微生物耐药（AMR）通过使微生物能够抵抗抗菌素治疗的遗传和生化适应而发展成为世界范围内的突发卫生事件。β-内酰胺酶（blaNDM、blaKPC）和外排泵（MexAB-OprM）与移动遗传元件一起工作，促进了多重耐药（MDR）和极端耐药（XDR）表型的快速增殖，从而给卫生保健系统、社区卫生以及农业部门带来了重大关切。目的通过流行病学数据、监测方法和创新治疗方案的研究，将分子耐药途径与公共卫生意义不同地统一起来。以前的研究将他们的注意力分离在分子遗传学和临床结果之间，这与我们的方法相结合，提供了一个全面的AMR分析。该报告研究了酶降解和外排泵过表达以及靶修饰和水平基因转移的耐药机制，因为这些因素是当今抗菌素耐药性发展的重要因素。本文综述了AMR对医院和社区环境的影响，其中它影响的病原体包括MRSA，耐碳青霉烯肺炎克雷伯菌和耐药铜绿假单胞菌。本文件探讨了现代抗菌素耐药性管理方法，包括世卫组织GLASS分子监测系统和三种创新策略，如crispr修饰的基因组编辑和噬菌体治疗，以及抗菌肽和人工智能诊断工具。结论AMR的解决需要科学、全面的操作方法和先进的治疗手段。全世界对耐药感染负担的管理既需要加强感染预防程序，又需要采用新一代抗菌素战略，以有效减少病例。

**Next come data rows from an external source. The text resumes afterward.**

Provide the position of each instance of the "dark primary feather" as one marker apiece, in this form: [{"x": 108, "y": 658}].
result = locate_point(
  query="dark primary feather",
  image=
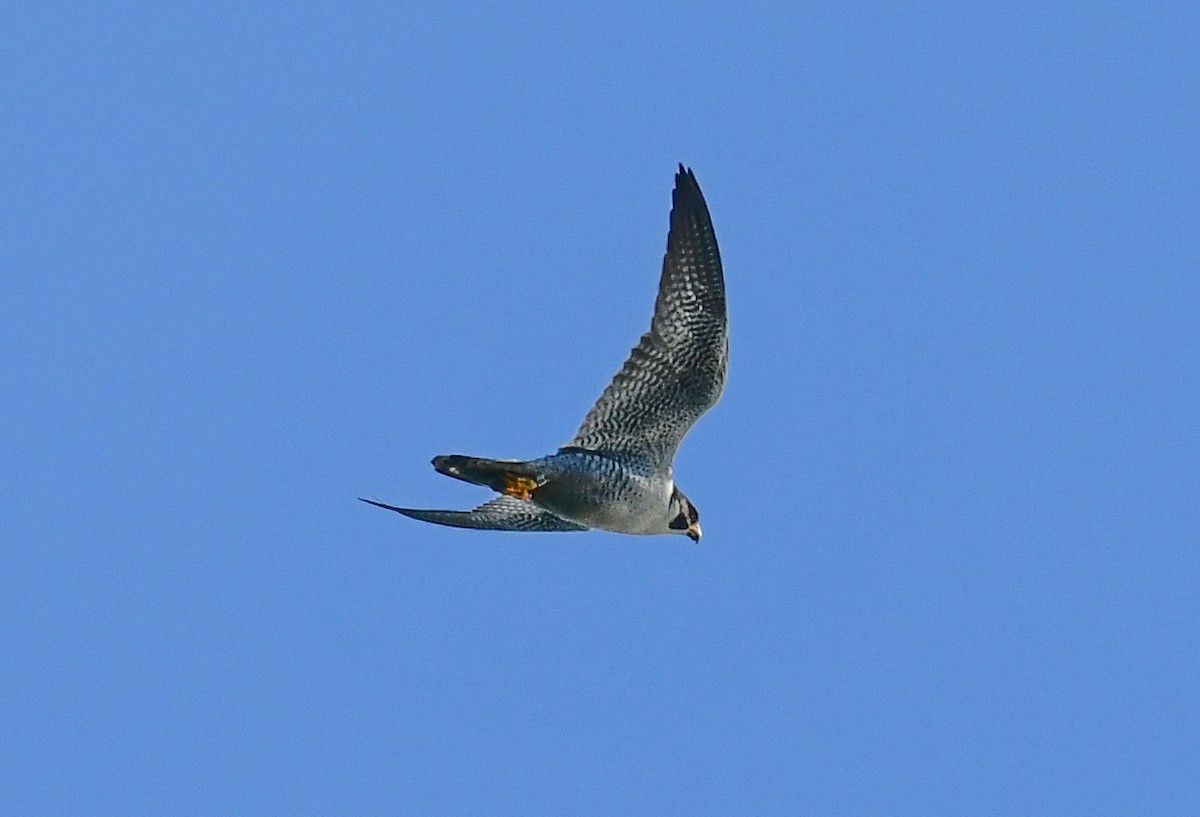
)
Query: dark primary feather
[
  {"x": 499, "y": 514},
  {"x": 677, "y": 370}
]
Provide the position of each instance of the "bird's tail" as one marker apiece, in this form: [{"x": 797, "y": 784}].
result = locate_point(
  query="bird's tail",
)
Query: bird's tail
[{"x": 514, "y": 478}]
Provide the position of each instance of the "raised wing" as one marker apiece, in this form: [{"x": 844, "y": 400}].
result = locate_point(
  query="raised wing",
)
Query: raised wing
[
  {"x": 677, "y": 371},
  {"x": 499, "y": 514}
]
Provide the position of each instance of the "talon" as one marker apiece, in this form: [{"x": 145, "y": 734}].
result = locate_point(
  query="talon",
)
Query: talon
[{"x": 521, "y": 487}]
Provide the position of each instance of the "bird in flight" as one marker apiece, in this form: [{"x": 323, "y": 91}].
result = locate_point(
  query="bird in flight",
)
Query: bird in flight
[{"x": 616, "y": 473}]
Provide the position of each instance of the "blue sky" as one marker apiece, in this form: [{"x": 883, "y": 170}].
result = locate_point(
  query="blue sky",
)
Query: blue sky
[{"x": 261, "y": 259}]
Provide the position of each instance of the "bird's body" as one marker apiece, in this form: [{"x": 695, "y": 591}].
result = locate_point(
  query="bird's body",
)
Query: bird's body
[{"x": 616, "y": 474}]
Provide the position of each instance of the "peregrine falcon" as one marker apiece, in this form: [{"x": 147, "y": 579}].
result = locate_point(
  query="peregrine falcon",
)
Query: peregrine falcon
[{"x": 616, "y": 473}]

本文章由计算机程序翻译，如有差异，请以英文原文为准。

求助全文

约1分钟内获得全文求助全文

来源期刊

SLAS Discovery Chemistry-Analytical Chemistry

CiteScore

7.00

自引率

3.20%

发文量

审稿时长

39 days

期刊介绍： Advancing Life Sciences R&D: SLAS Discovery reports how scientists develop and utilize novel technologies and/or approaches to provide and characterize chemical and biological tools to understand and treat human disease. SLAS Discovery is a peer-reviewed journal that publishes scientific reports that enable and improve target validation, evaluate current drug discovery technologies, provide novel research tools, and incorporate research approaches that enhance depth of knowledge and drug discovery success. SLAS Discovery emphasizes scientific and technical advances in target identification/validation (including chemical probes, RNA silencing, gene editing technologies); biomarker discovery; assay development; virtual, medium- or high-throughput screening (biochemical and biological, biophysical, phenotypic, toxicological, ADME); lead generation/optimization; chemical biology; and informatics (data analysis, image analysis, statistics, bio- and chemo-informatics). Review articles on target biology, new paradigms in drug discovery and advances in drug discovery technologies. SLAS Discovery is of particular interest to those involved in analytical chemistry, applied microbiology, automation, biochemistry, bioengineering, biomedical optics, biotechnology, bioinformatics, cell biology, DNA science and technology, genetics, information technology, medicinal chemistry, molecular biology, natural products chemistry, organic chemistry, pharmacology, spectroscopy, and toxicology. SLAS Discovery is a member of the Committee on Publication Ethics (COPE) and was published previously (1996-2016) as the Journal of Biomolecular Screening (JBS).